Diagnostic Findings and Analysis
MemTier's evaluations identify a three-layer invariance: performance is bounded primarily by the BM25 retrieval architecture, not the generator size nor the adaptive signal weights. PPO-based adaptation of retrieval weights yields negligible gains due to BM25 signal dominance and proxy-derived reward traps. This finding motivates a transition to recall-first dense retrieval systems.
Token efficiency analysis shows semantic tier condensation (from ∼509 to ∼3.1 facts/question) drives both compression and substantial F1 improvements, recommending precision over coverage in fact extraction pipelines.
Limitations include hardware constraints blocking optimal logprob-based attribution, BM25 scoring dominance masking RL-weight adaptation, and coarse KV-pattern heuristics in semantic fact extraction—suggesting further gains from dense retrieval and more advanced relation-extraction.
Practical and Theoretical Implications
MemTier's approach establishes robust, high-precision memory isolation and structured retrieval as prerequisites for sustained autonomous agent performance. The findings demonstrate that architectural choices—e.g., tiered memory, retrieval bottlenecks, consolidated semantic distillation—directly govern agentic operational boundaries. While generator scaling and adaptive weighting are nominally attractive, empirical invariance highlights that architectural memory constraints dictate performance ceilings.
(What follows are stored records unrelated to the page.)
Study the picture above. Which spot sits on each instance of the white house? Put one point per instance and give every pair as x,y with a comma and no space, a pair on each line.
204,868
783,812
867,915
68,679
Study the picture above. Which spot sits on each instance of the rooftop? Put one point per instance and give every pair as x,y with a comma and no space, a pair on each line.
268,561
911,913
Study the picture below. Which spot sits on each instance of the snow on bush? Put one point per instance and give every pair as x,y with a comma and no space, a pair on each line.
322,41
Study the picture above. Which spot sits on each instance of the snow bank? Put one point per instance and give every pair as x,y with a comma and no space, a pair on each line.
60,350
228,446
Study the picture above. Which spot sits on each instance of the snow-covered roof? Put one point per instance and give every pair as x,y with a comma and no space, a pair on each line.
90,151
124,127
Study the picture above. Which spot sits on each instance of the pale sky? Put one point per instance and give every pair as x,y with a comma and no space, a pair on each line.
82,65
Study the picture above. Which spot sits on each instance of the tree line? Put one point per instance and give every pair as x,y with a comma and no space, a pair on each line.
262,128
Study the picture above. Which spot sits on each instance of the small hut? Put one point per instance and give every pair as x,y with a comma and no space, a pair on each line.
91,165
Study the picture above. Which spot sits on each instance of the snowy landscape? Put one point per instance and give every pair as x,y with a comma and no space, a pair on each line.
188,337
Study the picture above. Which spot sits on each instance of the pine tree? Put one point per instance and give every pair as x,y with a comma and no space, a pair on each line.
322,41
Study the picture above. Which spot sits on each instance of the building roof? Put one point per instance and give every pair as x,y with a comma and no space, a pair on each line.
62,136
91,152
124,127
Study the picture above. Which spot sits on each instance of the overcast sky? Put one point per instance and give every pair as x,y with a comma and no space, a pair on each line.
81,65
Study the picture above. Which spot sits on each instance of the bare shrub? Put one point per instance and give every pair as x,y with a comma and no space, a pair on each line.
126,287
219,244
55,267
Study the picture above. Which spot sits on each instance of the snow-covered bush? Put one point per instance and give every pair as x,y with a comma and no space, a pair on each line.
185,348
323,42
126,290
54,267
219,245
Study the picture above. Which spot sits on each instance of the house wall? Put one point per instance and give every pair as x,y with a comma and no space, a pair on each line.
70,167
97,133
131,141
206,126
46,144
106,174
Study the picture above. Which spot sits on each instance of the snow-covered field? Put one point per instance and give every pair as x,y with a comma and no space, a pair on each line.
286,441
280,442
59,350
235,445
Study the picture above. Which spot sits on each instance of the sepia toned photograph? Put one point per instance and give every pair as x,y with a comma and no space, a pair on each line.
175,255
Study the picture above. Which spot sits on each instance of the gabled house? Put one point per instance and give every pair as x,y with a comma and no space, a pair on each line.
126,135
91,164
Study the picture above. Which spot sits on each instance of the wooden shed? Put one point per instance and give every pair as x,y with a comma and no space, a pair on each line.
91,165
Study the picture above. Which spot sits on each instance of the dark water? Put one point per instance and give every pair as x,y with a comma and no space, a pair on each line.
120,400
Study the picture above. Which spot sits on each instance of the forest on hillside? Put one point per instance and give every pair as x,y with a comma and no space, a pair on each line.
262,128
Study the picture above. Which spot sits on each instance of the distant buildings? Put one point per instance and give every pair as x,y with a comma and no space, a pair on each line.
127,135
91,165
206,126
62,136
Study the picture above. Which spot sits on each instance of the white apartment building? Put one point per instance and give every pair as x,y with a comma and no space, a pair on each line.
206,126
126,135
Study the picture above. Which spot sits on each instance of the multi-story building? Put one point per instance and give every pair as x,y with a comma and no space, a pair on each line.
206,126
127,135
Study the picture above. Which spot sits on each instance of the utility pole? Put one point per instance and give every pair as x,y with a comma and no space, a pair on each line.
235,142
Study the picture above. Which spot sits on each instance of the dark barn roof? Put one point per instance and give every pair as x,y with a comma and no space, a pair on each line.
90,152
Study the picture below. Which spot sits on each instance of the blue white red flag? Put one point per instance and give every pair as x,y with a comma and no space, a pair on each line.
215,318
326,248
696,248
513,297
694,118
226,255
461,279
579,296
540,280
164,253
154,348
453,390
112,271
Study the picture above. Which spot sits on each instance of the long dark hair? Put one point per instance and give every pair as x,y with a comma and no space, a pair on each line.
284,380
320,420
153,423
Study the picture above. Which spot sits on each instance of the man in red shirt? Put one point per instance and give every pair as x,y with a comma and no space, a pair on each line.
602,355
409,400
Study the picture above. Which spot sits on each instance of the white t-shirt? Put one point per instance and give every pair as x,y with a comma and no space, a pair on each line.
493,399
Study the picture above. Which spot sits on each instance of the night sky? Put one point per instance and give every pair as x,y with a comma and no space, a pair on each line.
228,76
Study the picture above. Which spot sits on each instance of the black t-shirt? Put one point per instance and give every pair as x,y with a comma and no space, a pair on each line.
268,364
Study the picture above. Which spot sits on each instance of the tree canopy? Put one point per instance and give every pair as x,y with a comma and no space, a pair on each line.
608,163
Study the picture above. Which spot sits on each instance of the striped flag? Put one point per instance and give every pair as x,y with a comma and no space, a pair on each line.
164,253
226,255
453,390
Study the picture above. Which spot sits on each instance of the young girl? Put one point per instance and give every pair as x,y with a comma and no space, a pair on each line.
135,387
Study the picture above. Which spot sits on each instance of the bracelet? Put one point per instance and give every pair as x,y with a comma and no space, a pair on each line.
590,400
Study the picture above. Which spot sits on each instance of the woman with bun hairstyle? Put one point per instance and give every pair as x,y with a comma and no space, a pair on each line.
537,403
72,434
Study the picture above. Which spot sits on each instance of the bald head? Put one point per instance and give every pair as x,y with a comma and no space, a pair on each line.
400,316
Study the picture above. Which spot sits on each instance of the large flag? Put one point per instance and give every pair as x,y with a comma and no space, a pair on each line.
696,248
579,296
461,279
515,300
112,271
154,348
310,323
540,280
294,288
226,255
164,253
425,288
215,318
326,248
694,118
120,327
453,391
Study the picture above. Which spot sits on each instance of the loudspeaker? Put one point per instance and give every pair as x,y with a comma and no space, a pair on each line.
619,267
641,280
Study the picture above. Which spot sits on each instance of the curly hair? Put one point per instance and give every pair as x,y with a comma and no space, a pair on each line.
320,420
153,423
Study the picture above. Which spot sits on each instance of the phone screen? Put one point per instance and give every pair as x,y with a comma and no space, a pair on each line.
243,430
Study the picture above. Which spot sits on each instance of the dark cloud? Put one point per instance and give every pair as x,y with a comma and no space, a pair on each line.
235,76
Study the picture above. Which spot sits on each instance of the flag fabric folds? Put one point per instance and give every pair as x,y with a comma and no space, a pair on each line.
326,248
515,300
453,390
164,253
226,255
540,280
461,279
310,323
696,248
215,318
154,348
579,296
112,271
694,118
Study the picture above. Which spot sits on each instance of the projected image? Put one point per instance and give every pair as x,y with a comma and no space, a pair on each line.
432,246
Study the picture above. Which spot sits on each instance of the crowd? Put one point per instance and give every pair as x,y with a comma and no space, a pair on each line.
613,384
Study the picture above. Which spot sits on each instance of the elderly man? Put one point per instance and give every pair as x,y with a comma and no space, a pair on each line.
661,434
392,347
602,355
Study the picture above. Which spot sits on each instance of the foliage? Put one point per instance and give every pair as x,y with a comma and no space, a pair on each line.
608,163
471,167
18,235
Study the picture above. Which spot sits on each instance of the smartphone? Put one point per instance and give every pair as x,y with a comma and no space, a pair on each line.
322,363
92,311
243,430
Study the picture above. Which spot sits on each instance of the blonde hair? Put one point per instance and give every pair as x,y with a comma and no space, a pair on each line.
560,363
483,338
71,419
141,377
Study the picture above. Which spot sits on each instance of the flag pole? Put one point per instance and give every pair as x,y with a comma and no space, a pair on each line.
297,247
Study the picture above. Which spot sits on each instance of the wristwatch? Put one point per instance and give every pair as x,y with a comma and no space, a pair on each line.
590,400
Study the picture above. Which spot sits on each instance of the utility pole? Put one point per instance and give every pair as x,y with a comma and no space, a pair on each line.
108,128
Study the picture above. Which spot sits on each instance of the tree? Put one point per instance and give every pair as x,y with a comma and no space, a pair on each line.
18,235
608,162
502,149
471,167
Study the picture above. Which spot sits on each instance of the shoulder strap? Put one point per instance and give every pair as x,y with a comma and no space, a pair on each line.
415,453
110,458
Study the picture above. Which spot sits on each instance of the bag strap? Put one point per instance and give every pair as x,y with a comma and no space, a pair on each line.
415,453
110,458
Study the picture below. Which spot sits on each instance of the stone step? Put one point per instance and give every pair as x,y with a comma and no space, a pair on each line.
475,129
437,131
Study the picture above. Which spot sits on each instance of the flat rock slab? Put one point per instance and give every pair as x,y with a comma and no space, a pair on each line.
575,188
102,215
Future implementations should transition to dense retrieval for enhanced multi-session synthesis and temporal resolution, integrate fine-grained NLP-based fact extraction for semantic tier enrichment, and support higher-fidelity RL or attribution loops. The findings endorse the LongMemEval-S as the standard for evaluating persistent agent memory, cautioning against reliance on benchmarks with context-injected queries (e.g., LoCoMo).
Conclusion
MemTier demonstrates that structured, tiered memory architectures with principled retrieval pipelines enable significant advances in agentic long-horizon performance, as validated through rigorous benchmarking. The primary bottleneck lies in legacy BM25 retrieval systems, suggesting that further progress necessitates recall-prior dense retrieval architectures and advanced extraction mechanisms. The architecture's modularity and empirical diagnostics delineate a clear trajectory for advancing autonomous agent memory systems in both practical deployments and theoretical research (2605.03675).